Our team is split between the New Chapel Parish, who's basement we're living in, and Dorsey High School; one of the poorest performing schools in the country. I get to teach the kids algebra and geometry all day (ironic). Its really difficult because many of them have trouble with even basic arithmetic.
Most of the kids are actually really smart, but their attitudes get in the way. How do you convince a kid who has to worry about being stabbed on the way to his way home that geometry is important? They come from broken families and broken homes where they are forced to take on adult responsibilities far too early. They are never taught to respect people, to act civilly in society, to value education and prepare for their futures. As such, they have no problem talking back to teachers, walking out on class or simply refusing to do their schoolwork, and start down the path that will no pass on the same attitudes to their own children, just as they inherited them from their own parents without realizing it.

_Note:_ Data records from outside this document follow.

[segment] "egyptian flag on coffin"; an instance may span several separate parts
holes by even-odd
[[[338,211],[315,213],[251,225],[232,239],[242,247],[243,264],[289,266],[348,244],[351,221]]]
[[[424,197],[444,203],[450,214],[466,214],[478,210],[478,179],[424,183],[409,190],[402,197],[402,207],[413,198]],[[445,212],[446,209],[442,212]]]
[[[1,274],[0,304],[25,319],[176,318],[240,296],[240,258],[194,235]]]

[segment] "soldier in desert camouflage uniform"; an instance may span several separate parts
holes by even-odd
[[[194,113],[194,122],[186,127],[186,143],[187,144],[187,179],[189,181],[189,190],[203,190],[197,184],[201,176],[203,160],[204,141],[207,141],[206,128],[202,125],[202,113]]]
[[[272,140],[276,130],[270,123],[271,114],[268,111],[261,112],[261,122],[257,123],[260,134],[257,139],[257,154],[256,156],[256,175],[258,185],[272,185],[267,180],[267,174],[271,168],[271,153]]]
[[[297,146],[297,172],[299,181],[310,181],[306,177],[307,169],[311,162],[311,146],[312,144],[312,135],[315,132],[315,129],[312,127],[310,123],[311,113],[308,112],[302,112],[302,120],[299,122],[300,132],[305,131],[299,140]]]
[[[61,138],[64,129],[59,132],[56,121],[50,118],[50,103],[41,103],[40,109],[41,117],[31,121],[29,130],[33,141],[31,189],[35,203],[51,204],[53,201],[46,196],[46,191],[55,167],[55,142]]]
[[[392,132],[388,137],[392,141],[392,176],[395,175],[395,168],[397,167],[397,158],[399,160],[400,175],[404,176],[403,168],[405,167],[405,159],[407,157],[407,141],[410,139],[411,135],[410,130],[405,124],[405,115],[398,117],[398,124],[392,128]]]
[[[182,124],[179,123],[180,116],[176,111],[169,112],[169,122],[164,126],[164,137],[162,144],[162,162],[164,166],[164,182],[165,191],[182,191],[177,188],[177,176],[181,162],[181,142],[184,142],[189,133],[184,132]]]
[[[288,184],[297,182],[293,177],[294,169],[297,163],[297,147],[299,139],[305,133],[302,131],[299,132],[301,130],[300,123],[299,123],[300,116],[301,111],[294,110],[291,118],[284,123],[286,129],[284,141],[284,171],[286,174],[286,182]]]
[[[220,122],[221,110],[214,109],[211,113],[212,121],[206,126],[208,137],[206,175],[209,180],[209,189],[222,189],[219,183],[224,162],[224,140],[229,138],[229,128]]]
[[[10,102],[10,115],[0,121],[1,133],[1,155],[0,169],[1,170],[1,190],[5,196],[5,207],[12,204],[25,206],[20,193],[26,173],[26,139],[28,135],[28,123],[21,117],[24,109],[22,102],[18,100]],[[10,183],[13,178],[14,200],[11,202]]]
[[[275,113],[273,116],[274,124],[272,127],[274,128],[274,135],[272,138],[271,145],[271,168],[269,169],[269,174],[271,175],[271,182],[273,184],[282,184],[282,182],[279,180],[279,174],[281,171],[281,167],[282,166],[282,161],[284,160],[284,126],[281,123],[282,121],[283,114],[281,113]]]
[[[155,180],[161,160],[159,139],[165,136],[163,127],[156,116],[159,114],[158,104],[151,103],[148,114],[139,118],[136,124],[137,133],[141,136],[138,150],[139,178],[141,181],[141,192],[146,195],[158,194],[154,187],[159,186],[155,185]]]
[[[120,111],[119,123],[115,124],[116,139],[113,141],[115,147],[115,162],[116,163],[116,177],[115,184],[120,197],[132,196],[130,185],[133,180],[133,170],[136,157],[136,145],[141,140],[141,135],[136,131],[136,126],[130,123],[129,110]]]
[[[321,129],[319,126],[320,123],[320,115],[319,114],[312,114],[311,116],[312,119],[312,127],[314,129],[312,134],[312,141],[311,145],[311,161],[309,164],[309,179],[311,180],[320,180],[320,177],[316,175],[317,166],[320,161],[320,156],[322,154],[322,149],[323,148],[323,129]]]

And because so many kids have no problems disrupting class, the teachers have to spend more time trying to maintain control than actually teaching. The lessons get lost, the kids don't learn and before you know it they're staring at a board of symbols and operations they don't even begin to understand. And then they shut down or act out even more. But thats where we come in: if we can sit down and talk with them one on one, and explain to them what is actually happening and why, then they see that its actually easy and become more interested. Nothing is quite so satisfying like watching that spark of understanding slowly spread over the face of a kid who thought it was astrophysics 10 minutes ago. And if they actually remember it enough to do it again the next day...what a great feeling!
Thats not to say that we're the answer to the schools problems. Most of the kids simply don't want to be helped and don't understand why furthering their education and learning how to act in the face of things they don't like or don't want to do, and a bunch of white kids from the government are not going to be the ones to change their minds. But we have to be there for the ones who do want help, and if we can reach just a few, then our time will not have been wasted.
Ben Gibbard of Death Cab For Cutie has a song dedicated to Los Angeles called 'Why You'd Want to Live Here' about how horrific he thought LA was. Granted, he's married to Zooey Deschanel who is a LA native - so maybe he had to get over it.